IN experimental studies on animals teratogenic and embryotoxic effects detected zefotaksima.
Cautions
Be wary cefotaxime with human kidney function, guidance on colitis in history, as well as the newborn.
In patients with hypersensitivity to penicillin allergic reaction to cephalosporin antibiotics.
During treatment, it is possible to direct positive kumbsa and lozhnopolojitelnaya reaction of urine for glucose.

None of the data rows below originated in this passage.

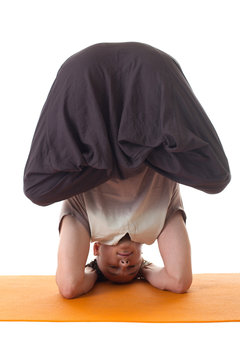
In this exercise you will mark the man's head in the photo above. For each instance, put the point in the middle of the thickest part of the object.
(119, 263)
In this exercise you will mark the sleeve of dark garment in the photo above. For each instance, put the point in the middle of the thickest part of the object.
(190, 151)
(114, 106)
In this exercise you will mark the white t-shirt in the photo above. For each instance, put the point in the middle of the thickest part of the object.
(138, 205)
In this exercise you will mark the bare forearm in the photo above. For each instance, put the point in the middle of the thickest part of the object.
(159, 278)
(87, 283)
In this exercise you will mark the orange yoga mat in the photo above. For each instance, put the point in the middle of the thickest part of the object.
(211, 298)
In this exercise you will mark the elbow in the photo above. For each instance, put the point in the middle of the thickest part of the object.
(182, 286)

Be cautious when used in conjunction with “loop” Diuretics.
Drug Interactions
Cefotaxime, suppressing intestinal flora, inhibits the synthesis of vitamin k. Therefore, while the use of drugs, reduces platelet aggregation (NSAIDs, salicilaty, sulfinpirazon), It increases the risk of bleeding. For the same reason, together with the use of anticoagulants increasing antikoagulântnogo action.
Together with the application aminoglikozidami, polimiksinom (B) and “loop” dioretikami increased risk of kidney failure.
In an application with drugs, reducing kanalzevu secretion, increases concentration in the blood plasma of cefotaxime.
Probenecid slows excretion of cefotaxime by reducing kanalzeva secreta last.